Because of historic difficulties in the measurement of sewage-borne pathogens, the microbiological quality of stormwater runoff is often characterized on the basis of bacterial indicator species. These species are assumed to derive from a common (sewage) source with pathogens of interest, and to arrive in, survive in, and move through watershed environments in numbers that correlate with health risk from those pathogens. Commonly used indicator species (especially E.coli and Enterococcus spp.), however, may derive from sources other than sewage, and survive in the (non-enteric) environment at rates divergent from those of the pathogens they are presumed to indicate.

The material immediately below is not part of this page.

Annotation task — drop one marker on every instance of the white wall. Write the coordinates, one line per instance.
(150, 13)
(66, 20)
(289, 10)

In an ongoing effort to model “background” (i.e., of non-sewage origin) discharges of indicator species from stormwater source areas in the Tuscaloosa, AL area, a model for the environmentally relevant survival of indicator species (E. coli and Enterococci) on simulated impervious environmental surfaces is presented.
A full-factorial study (23, Temperature/Moisture/UV-B exposure) of the indicator-species’ environmental survival factors was performed. Pet-feces slurries were applied to paving blocks and incubated in controlled environmental chambers (refrigerators fitted with BOD-cubators for high temperature control, desiccant or humidifiers for moisture control, and UV-B enhanced fluorescents with Lexan panels to split the chambers into UV-exposed and UV-shielded regions) at conditions encompassing those likely to be found in Tuscaloosa. Most Probable Number (MPN) of surviving E. coli and Enterococci Colony Forming Units, over an extended time period (about two weeks), were measured using IDEXX methods and normalized to inoculation-date (Day 0) MPN.
The model was developed as a log-linear (first-order) segmented (with unknown break points) net decay of MPN with respect to time of the entire dataset, followed by a multiple linear regression of the decay constant of each segment with respect to survival factors.
The studied species were found to be environmentally persistent on impervious surfaces under Tuscaloosa conditions, raising questions as to their unqualified use as indicators of sewage-borne pathogens. Risk analysis of stormwater exposures, and efficient search for presumed environmental sewage releases, would be better informed by improved knowledge of background discharges of indicator species from stormwater source areas.